On Hold for Funds, Malaria Program Eyes Preventing Delays

The malaria control program approved for funding by the Global Fund includes a plan to ensure that, in the future, villages at high risk of malaria will be affected as little as possible by situations such as waiting for Glo­bal Fund to issue its disbursement.

This plan will consist of training three types of village volunteers to educate others about the dangers of malaria whenever the National Malaria Center cannot fully run its activities and is left stocking bed nets while waiting for pledged funds.

One group of volunteers will handle bed nets, said Esther Sedano, malaria program adviser for Partners for Development. This will consist of training two people per village to take charge of bed net distribution and maintenance, she said.

The volunteers will also keep track of families who have received or need bed nets, will teach people to dip them in insecticide and will let health centers know when nets or insecticide are required, Sedano said.

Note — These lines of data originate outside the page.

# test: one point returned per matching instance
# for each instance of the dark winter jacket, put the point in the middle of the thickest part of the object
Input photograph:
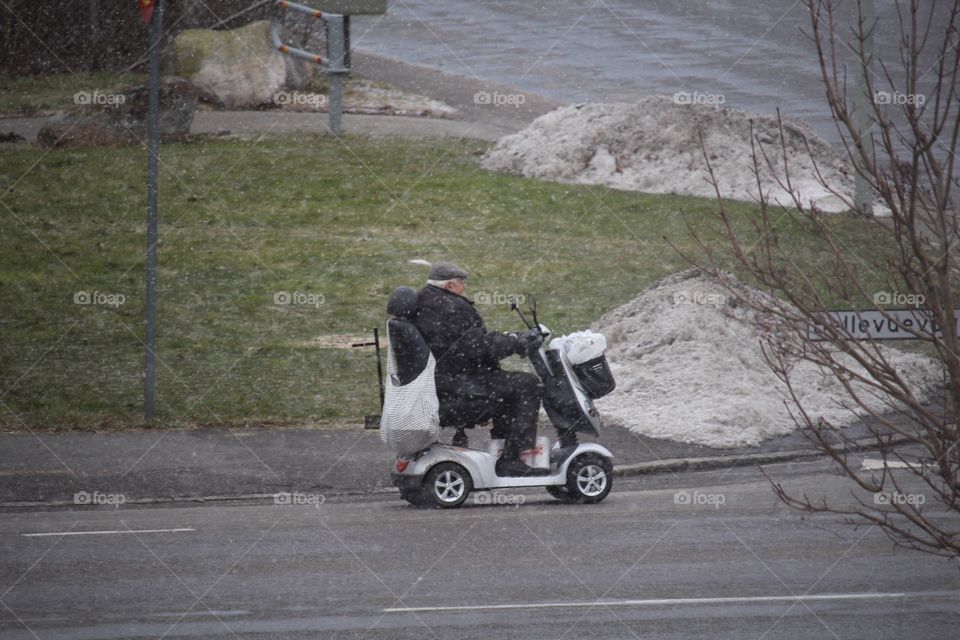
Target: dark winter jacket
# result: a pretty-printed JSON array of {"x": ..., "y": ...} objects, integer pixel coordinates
[{"x": 457, "y": 336}]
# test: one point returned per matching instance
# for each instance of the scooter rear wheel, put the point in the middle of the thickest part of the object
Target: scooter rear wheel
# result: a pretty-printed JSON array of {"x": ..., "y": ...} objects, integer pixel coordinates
[{"x": 589, "y": 478}]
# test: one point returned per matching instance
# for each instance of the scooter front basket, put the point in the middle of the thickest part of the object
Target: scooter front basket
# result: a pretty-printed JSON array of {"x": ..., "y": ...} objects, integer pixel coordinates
[{"x": 595, "y": 376}]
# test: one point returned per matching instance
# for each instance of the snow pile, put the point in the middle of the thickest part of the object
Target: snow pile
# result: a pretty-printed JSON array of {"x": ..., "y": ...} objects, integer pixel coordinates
[
  {"x": 653, "y": 146},
  {"x": 689, "y": 367}
]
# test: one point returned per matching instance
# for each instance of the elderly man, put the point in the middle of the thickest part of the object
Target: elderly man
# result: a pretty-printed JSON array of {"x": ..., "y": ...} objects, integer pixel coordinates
[{"x": 468, "y": 365}]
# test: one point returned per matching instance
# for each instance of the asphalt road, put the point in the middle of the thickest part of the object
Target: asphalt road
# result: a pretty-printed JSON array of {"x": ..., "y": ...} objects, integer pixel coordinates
[{"x": 696, "y": 555}]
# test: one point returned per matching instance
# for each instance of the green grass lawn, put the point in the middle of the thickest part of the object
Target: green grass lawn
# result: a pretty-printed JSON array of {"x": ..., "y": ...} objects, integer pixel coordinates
[{"x": 335, "y": 223}]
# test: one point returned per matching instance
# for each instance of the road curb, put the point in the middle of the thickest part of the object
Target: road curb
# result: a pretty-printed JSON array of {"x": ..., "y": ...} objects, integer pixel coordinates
[
  {"x": 671, "y": 465},
  {"x": 713, "y": 462}
]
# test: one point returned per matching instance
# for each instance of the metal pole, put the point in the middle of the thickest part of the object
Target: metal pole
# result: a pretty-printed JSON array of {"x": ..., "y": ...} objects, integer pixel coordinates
[
  {"x": 346, "y": 42},
  {"x": 153, "y": 154},
  {"x": 862, "y": 101},
  {"x": 335, "y": 53},
  {"x": 376, "y": 345}
]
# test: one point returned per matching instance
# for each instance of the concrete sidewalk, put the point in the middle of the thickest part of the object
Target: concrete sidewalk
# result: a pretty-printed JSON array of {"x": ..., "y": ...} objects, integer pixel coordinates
[{"x": 221, "y": 463}]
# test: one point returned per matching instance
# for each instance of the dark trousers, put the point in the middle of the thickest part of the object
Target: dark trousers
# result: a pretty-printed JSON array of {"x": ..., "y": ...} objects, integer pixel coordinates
[{"x": 510, "y": 398}]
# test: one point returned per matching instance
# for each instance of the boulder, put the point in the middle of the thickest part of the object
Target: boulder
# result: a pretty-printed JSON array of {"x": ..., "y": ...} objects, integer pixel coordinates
[
  {"x": 236, "y": 69},
  {"x": 121, "y": 119}
]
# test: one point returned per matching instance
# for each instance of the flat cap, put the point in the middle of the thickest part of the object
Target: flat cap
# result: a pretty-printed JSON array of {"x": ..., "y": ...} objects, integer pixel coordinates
[{"x": 446, "y": 271}]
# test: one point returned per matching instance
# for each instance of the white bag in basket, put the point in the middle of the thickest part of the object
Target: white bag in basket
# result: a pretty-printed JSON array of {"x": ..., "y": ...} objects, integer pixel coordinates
[
  {"x": 584, "y": 346},
  {"x": 411, "y": 412}
]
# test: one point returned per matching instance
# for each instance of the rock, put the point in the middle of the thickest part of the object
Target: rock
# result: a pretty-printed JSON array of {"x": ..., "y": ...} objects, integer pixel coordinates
[
  {"x": 236, "y": 69},
  {"x": 123, "y": 119},
  {"x": 11, "y": 137},
  {"x": 300, "y": 73}
]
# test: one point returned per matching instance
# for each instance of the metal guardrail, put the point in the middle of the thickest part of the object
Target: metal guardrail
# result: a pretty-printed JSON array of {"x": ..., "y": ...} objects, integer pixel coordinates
[{"x": 333, "y": 63}]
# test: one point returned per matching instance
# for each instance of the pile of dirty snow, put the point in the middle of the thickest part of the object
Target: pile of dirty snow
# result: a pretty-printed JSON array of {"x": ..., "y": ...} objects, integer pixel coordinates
[
  {"x": 689, "y": 367},
  {"x": 653, "y": 146}
]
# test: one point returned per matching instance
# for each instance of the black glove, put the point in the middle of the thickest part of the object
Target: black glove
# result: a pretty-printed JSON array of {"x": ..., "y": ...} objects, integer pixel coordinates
[{"x": 528, "y": 339}]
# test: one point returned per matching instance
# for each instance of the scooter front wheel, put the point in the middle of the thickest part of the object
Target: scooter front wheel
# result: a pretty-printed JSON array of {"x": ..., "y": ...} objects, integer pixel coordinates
[
  {"x": 446, "y": 486},
  {"x": 589, "y": 478}
]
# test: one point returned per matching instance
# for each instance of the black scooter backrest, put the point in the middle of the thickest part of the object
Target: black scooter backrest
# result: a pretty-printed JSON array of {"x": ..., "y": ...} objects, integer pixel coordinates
[{"x": 409, "y": 346}]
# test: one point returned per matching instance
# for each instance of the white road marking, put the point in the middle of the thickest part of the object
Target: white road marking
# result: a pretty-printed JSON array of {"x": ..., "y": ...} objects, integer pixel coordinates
[
  {"x": 825, "y": 597},
  {"x": 870, "y": 464},
  {"x": 104, "y": 533}
]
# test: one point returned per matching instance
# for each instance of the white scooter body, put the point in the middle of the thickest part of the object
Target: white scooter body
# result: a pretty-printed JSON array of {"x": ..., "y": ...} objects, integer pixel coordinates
[
  {"x": 442, "y": 475},
  {"x": 480, "y": 465}
]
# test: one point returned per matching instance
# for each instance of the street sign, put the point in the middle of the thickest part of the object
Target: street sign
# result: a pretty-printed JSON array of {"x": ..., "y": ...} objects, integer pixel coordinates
[{"x": 890, "y": 324}]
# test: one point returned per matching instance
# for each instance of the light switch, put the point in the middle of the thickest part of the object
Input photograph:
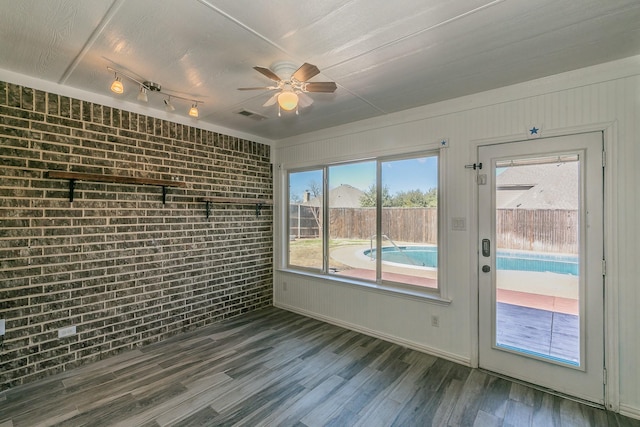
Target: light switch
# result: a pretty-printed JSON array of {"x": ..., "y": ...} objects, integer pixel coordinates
[{"x": 458, "y": 224}]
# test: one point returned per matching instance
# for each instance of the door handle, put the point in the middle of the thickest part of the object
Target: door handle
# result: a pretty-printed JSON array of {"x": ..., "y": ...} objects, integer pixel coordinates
[{"x": 486, "y": 247}]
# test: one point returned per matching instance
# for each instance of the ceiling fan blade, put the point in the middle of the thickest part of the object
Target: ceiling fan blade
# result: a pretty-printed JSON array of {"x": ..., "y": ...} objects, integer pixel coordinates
[
  {"x": 304, "y": 100},
  {"x": 305, "y": 72},
  {"x": 257, "y": 88},
  {"x": 271, "y": 100},
  {"x": 326, "y": 87},
  {"x": 268, "y": 73}
]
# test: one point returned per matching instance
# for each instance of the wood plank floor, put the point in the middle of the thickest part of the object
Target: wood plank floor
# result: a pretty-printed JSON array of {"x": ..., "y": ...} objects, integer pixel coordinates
[{"x": 276, "y": 368}]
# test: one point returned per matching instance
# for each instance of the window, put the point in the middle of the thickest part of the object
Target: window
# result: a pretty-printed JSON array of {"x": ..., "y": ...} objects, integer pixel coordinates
[{"x": 381, "y": 220}]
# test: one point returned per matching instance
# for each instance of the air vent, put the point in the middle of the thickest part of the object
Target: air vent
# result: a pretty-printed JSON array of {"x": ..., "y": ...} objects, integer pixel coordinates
[{"x": 251, "y": 115}]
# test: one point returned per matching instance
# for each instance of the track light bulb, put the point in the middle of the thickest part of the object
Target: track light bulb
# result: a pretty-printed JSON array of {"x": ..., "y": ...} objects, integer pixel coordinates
[
  {"x": 116, "y": 86},
  {"x": 193, "y": 112},
  {"x": 168, "y": 106},
  {"x": 142, "y": 95},
  {"x": 288, "y": 100}
]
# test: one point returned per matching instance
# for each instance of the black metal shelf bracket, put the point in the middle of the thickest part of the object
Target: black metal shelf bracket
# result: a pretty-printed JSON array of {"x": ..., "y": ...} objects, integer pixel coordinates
[{"x": 72, "y": 187}]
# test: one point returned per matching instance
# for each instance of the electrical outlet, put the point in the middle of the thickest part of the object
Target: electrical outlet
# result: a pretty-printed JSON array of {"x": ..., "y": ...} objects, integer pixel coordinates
[
  {"x": 435, "y": 321},
  {"x": 66, "y": 332}
]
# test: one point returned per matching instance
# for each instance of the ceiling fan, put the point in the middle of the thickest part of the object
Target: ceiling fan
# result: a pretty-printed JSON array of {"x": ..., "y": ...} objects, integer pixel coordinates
[{"x": 292, "y": 92}]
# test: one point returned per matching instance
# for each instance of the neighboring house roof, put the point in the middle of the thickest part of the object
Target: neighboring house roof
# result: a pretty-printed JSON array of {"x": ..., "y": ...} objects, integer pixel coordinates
[
  {"x": 541, "y": 186},
  {"x": 343, "y": 196}
]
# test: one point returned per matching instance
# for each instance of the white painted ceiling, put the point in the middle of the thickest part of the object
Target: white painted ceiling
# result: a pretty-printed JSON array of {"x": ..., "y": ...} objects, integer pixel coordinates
[{"x": 385, "y": 56}]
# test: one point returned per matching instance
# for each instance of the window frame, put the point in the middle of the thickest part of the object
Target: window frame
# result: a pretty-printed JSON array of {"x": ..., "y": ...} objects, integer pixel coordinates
[{"x": 438, "y": 293}]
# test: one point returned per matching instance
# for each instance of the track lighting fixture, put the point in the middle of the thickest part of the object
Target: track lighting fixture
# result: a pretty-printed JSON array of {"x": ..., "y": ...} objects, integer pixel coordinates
[
  {"x": 193, "y": 112},
  {"x": 148, "y": 86},
  {"x": 116, "y": 86},
  {"x": 142, "y": 95},
  {"x": 168, "y": 106}
]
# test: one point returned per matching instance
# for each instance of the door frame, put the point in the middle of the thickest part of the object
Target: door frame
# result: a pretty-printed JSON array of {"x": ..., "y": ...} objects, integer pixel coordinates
[{"x": 611, "y": 321}]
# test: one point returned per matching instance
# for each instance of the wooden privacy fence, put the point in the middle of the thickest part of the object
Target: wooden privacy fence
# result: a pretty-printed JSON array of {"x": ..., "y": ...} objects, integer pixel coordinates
[
  {"x": 544, "y": 230},
  {"x": 540, "y": 230}
]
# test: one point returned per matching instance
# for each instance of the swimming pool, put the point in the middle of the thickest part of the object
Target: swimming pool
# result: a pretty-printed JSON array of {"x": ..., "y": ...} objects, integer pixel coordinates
[{"x": 427, "y": 256}]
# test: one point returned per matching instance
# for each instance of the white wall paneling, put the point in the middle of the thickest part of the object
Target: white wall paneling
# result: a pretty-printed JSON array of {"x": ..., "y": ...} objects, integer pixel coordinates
[{"x": 605, "y": 97}]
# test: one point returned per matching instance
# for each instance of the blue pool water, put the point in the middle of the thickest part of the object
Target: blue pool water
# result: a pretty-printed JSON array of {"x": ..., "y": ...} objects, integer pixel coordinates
[{"x": 427, "y": 256}]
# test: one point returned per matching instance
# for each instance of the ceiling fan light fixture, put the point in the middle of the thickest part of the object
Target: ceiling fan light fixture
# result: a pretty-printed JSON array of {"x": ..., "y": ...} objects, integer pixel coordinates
[
  {"x": 288, "y": 100},
  {"x": 116, "y": 86},
  {"x": 193, "y": 111},
  {"x": 142, "y": 95}
]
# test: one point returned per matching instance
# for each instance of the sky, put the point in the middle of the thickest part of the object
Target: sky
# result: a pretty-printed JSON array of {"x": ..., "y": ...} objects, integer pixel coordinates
[{"x": 397, "y": 175}]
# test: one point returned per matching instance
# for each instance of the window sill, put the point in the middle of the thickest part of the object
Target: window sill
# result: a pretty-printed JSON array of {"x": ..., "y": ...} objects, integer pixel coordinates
[{"x": 412, "y": 293}]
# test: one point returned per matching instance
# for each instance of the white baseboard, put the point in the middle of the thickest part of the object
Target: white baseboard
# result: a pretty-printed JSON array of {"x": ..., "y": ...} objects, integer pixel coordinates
[
  {"x": 629, "y": 411},
  {"x": 376, "y": 334}
]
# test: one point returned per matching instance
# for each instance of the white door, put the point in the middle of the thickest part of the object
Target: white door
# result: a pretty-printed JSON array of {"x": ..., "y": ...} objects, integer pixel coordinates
[{"x": 541, "y": 307}]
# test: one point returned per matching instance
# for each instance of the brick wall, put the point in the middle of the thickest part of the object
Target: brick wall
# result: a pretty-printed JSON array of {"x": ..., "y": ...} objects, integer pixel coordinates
[{"x": 116, "y": 263}]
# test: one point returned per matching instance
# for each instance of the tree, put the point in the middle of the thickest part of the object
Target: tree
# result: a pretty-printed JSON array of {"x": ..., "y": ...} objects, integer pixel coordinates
[
  {"x": 315, "y": 189},
  {"x": 416, "y": 198},
  {"x": 369, "y": 197},
  {"x": 402, "y": 199}
]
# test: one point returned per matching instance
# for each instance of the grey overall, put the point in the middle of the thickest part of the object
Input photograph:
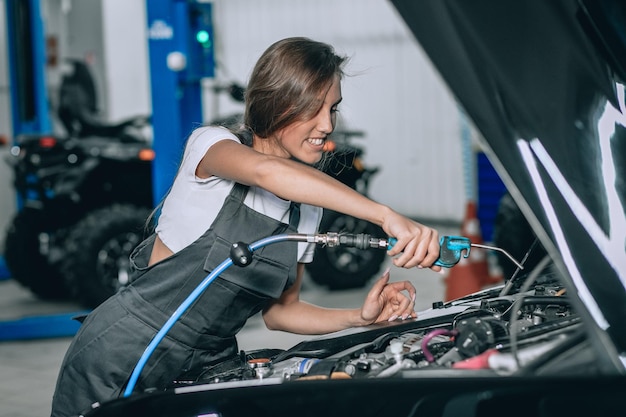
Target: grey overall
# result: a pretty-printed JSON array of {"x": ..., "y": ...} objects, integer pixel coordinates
[{"x": 113, "y": 337}]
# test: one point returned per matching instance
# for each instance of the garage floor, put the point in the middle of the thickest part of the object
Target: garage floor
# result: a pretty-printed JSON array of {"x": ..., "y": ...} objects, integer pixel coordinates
[{"x": 28, "y": 368}]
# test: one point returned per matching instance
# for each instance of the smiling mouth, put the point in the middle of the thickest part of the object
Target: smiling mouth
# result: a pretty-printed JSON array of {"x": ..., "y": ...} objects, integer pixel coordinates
[{"x": 316, "y": 142}]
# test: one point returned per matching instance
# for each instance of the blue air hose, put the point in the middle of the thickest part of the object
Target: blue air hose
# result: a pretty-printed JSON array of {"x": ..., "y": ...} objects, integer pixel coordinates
[{"x": 194, "y": 295}]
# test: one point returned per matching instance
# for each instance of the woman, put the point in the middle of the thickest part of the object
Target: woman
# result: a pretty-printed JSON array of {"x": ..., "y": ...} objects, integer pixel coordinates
[{"x": 240, "y": 187}]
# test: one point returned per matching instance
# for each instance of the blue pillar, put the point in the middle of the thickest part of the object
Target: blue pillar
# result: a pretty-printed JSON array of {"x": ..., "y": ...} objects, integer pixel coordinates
[
  {"x": 27, "y": 72},
  {"x": 178, "y": 62}
]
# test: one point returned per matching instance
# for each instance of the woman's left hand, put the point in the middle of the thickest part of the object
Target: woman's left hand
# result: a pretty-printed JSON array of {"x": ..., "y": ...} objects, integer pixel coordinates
[{"x": 387, "y": 301}]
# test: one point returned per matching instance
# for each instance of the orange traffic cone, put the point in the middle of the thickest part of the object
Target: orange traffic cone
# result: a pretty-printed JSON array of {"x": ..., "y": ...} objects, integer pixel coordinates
[{"x": 470, "y": 274}]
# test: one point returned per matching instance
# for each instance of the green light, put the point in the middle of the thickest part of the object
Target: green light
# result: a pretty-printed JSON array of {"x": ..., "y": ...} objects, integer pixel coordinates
[{"x": 202, "y": 36}]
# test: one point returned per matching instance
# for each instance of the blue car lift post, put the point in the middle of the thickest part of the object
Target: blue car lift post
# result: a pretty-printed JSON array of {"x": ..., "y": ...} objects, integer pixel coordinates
[{"x": 177, "y": 29}]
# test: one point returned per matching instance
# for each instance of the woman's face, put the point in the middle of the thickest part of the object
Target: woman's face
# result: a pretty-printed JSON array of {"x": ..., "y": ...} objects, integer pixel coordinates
[{"x": 304, "y": 141}]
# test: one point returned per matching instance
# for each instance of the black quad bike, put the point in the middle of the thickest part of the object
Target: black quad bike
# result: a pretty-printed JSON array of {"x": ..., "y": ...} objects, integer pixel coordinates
[{"x": 84, "y": 200}]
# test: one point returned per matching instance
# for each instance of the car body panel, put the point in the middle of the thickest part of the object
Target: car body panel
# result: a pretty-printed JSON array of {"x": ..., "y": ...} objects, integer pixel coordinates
[{"x": 542, "y": 82}]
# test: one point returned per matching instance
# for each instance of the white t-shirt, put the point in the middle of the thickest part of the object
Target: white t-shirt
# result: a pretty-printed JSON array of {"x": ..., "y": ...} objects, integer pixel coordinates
[{"x": 193, "y": 203}]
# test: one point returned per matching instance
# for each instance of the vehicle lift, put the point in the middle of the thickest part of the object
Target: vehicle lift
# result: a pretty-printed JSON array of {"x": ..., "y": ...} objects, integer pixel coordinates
[{"x": 181, "y": 54}]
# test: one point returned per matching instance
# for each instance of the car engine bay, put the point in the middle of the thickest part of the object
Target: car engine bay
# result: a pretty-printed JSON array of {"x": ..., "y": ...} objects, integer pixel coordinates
[{"x": 491, "y": 333}]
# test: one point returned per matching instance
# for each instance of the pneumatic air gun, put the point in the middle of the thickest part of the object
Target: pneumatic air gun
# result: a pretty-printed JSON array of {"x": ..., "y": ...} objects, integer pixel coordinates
[{"x": 450, "y": 252}]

She added that PFD will pilot the concept in Kratie province later this year.

The second group of village volunteers will teach their communities how malaria is transmitted through mosquito bites. The second group will also teach prevention methods, how to identify symptoms, and appropriate treatments. The goal will be to have one malaria-education person per 50 households, said Sedano.

The third group of volunteers will be trained to administer the basic dipstick test and distribute pre­pack­aged medicine kits in remote villages that have little or no access to health centers, said Dr Duong So­che­at, director of the National Malaria Center. The center developed this concept last year in Ratanakkiri and Koh Kong provinces with the sup­port from the European Com­mission.

As soon as the Global Fund distributes this year’s money out of the $9.9 million approved for five years, these programs will be launched and volunteers trained, Duong Socheat said.

In the meantime, PFD is distributing bed nets in Koh Kong province through support from the US Agency for International Development, with the hope of launching the bed net and health volunteer programs in that prov­ince early next year, Sedano said.

USAID, which has been running various health projects in Cambodia since 1992, bases its entire approach on involving volunteers and community leaders in programs, one of the goals being to “give people the skills and experience to control their destinies,” said Joel Wallach who, with his wife, Gale Metcalf, took over as co-directors of PFD this month.

This approach helps people become aware not only of their problems but also of the assets they possess to solve them, Metcalf said.

Wallach, a psychologist specializing in community mental health, and Metcalf, a public health professional, came to Cambodia after working in Tanzania.